ELOUISE COBELL HONORED WITH MEDAL OF FREEDOM
WASHINGTON, DC – The late Elouise Cobell was awarded the Presidential Medal of Freedom on November 22.
Cobell, who passed away in October 2011, was the lead plaintiff in the land-mark Indian trust fund lawsuit. Her efforts helped hold the federal government accountable for millions of missing funds in land trust holdings.
Cobell, who was a member of the Blackfeet Nation, is the fourth Indian Country recipient of the award since Obama took office.
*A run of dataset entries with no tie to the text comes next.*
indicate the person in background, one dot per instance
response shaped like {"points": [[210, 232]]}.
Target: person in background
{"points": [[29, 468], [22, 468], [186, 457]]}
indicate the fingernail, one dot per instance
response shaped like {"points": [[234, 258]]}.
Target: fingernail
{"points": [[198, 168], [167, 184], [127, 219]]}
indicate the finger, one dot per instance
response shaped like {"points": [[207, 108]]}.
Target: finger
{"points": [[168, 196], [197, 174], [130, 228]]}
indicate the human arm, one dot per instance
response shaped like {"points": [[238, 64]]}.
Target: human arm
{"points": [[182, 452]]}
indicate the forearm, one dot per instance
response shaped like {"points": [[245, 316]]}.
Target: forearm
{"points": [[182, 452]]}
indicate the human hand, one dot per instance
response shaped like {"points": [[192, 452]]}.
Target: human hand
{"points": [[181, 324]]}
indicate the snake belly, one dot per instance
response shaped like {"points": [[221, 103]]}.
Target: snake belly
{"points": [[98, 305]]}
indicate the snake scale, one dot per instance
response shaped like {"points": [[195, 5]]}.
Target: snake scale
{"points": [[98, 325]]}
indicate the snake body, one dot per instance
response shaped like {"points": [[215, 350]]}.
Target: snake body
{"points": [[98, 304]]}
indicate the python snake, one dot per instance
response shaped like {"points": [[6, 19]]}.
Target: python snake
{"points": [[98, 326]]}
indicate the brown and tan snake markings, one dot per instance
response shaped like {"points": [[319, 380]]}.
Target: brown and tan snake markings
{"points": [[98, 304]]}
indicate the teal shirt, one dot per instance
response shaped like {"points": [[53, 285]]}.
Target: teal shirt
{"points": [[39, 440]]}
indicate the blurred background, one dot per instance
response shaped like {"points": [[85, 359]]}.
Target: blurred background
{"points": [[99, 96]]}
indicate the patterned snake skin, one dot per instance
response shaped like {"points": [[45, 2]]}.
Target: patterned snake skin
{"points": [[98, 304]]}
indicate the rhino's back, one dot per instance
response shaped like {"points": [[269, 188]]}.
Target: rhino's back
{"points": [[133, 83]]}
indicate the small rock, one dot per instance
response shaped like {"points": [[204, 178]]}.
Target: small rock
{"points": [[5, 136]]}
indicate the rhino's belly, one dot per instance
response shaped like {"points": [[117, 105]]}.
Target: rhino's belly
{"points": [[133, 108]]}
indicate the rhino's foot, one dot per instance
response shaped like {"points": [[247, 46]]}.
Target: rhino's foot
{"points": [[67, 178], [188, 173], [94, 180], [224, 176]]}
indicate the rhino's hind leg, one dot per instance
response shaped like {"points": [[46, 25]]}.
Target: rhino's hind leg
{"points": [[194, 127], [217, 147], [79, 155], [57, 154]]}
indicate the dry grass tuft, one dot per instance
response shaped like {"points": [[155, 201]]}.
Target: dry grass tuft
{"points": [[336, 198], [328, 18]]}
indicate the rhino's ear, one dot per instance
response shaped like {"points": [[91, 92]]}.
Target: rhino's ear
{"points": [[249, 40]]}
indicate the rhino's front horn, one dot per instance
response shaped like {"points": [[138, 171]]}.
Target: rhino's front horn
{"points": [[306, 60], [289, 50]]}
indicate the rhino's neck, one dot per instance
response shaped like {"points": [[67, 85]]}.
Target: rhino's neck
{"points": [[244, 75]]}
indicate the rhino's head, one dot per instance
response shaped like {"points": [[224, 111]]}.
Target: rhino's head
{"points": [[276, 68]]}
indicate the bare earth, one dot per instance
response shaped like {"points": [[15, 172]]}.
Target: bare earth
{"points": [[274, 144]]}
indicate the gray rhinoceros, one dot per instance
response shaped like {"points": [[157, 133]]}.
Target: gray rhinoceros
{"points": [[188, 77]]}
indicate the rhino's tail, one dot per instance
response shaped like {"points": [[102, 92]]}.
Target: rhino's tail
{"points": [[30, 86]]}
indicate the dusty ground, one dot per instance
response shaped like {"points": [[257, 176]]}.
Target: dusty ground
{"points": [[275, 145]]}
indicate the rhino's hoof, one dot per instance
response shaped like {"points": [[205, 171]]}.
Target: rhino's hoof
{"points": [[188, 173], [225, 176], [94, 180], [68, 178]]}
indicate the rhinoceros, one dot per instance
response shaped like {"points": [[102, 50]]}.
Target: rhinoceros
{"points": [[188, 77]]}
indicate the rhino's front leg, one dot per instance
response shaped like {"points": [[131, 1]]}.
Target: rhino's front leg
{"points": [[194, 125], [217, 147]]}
SPIRIT CAVE REMAINS TURNED OVER TO SHOSHONE TRIBE
RENO, NV – The Department of the Interior announced that effective November 18, the Bureau of Land Management (BLM) transferred control of human remains and funerary objects found in Spirit Cave, Nevada to the Fallon Paiute Shoshone Indian Tribe.
This transfer means that the Fallon Paiute Shoshone, which is the closest Tribe living on aboriginal lands near the known burial site, now has full legal control and may take permanent possession of the Spirit Cave Assemblage.
Spirit Cave was located by archaeologists Sydney and Georgia Wheeler in 1940 during salvage excavations conducted by the Nevada State Parks Commission east of Fallon, Nevada. The human remains of four individuals, dating from 5,400 to 10,600 years ago, and 10 associated funerary objects, known as the Spirit Cave Assemblage are being curated at the Nevada State Museum in Carson City, Nevada.
The age of the objects is carbon dated in excess of 10,000 years for one set of the burials, a mummified set of remains now believed to be one of the oldest in North America.
FINAL ICWA RULE GOES INTO EFFECT IN DECEMBER
WASHINGTON, DC – A new Indian Child Welfare Act rule that was finalized by the Bureau of Indian Affairs will go into effect in December.
The Act will become law before the end of the Obama administration. The BIA will use the next 180 days to offer training and technical assistance for tribes and states.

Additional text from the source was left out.